Local cell phone providers have offices in most larger towns and you can easily get a SIM card to put in an unlocked cell phone. Coverage is generally pretty good, but far from total. Calls and data are relatively expensive by regional standards, with 1GB costing around €20. Local cell providers include SFR, Orange and Digicel.
Guadeloupe uses GMT/UTC -4 hours. Daylight saving time are not used.
Toilets in Guadeloupe are universally Western style.
There is a network of excellent tourist information offices (Office de Tourisme) in Guadeloupe. Nearly all towns with any tourist industry have at least a small office with knowledgeable English-speaking staff who can give advice, provide maps, and even book accommodations or excursions for you.
Travel with Children
Because of all the French families that come here, there are a number of child-friendly hotels and activities.

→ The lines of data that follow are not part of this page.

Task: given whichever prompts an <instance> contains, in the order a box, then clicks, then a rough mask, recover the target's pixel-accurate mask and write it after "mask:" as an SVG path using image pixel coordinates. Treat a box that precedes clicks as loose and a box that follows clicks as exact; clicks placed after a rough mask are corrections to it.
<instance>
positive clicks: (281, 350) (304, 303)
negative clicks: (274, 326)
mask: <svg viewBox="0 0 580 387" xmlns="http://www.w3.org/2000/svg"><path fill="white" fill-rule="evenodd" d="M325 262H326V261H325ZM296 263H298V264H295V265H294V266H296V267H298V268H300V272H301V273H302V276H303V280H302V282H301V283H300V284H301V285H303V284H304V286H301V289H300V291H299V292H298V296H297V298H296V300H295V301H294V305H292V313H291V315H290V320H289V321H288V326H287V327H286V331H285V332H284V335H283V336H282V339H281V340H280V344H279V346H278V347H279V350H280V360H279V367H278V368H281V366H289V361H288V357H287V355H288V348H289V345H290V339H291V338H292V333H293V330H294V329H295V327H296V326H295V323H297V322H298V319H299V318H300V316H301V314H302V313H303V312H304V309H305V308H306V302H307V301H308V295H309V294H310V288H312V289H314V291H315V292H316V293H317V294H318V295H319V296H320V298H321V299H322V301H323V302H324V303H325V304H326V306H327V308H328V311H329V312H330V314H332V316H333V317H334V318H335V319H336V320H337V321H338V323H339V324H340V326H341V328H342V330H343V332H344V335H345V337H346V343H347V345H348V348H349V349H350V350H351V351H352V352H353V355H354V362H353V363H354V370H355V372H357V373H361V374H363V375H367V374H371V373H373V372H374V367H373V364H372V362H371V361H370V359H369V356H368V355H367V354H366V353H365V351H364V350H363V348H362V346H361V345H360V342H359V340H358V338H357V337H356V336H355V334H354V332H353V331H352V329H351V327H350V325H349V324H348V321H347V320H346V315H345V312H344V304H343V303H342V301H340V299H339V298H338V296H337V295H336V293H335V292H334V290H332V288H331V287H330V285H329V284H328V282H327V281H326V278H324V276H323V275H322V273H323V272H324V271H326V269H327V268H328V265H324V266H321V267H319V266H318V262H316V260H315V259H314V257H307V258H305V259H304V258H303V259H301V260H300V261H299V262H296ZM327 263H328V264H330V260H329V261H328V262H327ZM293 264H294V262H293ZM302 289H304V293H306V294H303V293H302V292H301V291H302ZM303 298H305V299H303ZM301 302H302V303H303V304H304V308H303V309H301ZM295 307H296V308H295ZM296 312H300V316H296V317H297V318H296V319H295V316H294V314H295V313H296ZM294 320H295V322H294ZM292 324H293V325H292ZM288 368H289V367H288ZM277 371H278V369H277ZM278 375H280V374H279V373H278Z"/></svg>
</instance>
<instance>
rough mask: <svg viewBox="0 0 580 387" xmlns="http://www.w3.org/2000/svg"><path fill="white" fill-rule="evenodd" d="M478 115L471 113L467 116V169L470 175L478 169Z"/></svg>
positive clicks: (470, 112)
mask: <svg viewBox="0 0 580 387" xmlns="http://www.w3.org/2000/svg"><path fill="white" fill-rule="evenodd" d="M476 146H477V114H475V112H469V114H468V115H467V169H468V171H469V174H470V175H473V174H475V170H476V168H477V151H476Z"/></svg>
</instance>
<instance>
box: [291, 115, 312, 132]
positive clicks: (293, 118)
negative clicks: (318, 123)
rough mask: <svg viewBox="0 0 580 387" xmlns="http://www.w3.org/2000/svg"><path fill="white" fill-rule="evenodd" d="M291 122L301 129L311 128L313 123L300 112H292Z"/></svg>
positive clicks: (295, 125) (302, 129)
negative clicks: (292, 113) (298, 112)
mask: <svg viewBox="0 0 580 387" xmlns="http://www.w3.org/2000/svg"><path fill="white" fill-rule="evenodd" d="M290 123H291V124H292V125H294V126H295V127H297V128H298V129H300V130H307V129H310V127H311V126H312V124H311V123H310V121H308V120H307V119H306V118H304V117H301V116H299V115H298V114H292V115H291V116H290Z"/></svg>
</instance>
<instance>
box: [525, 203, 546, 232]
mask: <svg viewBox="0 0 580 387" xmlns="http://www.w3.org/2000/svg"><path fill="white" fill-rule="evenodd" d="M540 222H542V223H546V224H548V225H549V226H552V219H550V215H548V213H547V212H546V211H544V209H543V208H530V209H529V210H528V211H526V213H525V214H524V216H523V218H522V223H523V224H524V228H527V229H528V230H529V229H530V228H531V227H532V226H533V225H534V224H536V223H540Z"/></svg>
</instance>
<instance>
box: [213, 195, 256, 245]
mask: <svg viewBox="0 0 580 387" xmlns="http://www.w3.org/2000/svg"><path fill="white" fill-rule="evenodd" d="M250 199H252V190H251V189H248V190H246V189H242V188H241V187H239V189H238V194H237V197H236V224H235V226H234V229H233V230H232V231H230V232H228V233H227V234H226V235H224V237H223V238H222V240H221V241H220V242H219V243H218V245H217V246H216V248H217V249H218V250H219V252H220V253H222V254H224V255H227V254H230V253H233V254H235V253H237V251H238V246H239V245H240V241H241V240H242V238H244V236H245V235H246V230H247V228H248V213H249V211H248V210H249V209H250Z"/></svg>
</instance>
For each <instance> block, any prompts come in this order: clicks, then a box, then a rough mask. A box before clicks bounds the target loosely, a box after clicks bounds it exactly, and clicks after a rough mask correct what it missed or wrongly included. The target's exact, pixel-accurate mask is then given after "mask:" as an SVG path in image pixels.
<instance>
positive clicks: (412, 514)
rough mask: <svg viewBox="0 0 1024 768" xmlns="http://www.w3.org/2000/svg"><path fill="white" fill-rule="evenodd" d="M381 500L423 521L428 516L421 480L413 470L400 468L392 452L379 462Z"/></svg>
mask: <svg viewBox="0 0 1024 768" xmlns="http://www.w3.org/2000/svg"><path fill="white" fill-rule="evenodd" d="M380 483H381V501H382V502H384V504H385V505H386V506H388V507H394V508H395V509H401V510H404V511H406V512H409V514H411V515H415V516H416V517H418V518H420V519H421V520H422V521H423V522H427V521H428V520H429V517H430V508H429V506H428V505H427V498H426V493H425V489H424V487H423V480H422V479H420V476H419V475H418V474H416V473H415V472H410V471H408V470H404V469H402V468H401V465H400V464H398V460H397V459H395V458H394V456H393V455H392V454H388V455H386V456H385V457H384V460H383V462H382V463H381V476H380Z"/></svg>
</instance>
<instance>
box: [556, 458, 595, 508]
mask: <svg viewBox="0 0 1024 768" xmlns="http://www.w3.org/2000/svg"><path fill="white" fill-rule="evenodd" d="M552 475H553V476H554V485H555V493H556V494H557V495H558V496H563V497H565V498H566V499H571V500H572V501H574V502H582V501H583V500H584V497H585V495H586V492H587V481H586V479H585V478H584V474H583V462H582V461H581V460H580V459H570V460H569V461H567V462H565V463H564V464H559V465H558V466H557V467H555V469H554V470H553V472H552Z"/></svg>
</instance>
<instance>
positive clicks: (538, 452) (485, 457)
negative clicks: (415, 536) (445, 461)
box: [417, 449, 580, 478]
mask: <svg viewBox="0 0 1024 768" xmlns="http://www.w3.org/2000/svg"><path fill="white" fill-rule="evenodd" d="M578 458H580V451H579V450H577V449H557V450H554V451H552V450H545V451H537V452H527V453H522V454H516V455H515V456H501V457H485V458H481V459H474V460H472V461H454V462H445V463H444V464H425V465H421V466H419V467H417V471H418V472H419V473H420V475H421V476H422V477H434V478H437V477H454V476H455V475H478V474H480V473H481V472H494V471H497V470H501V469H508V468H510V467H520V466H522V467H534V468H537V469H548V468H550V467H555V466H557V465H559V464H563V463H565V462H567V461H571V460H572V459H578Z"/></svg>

Many hotels have play areas and activities just for kids and a special children’s menu. All restaurants will allow children to dine, and they’ll often have a simple and good-value menu enfant (children’s set meal) to offer them.
Practically all hotels will provide cots, and some hotels provide babysitting services. European brands of baby formula, foods and diapers can be bought at pharmacies.
Setting up a volunteering opportunity in Guadeloupe should not be a big challenge. However, there are no specific schemes to turn to for help with this.
Weights & Measures
Weights & Measures: Guadeloupe uses the metric system for everything, and the 24-hour clock.
Working in Guadeloupe is easy for EU citizens, who require no documentation whatsoever to take up a job and residence here. Non-EU citizens will need to apply for a work permit. These can normally be applied for only with the support of an employer.
By comparison with other Caribbean Islands, Guadeloupe makes good provision for travelers with disabilities, with many hotels having wheelchair accessible rooms, and many public places having disabled toilets.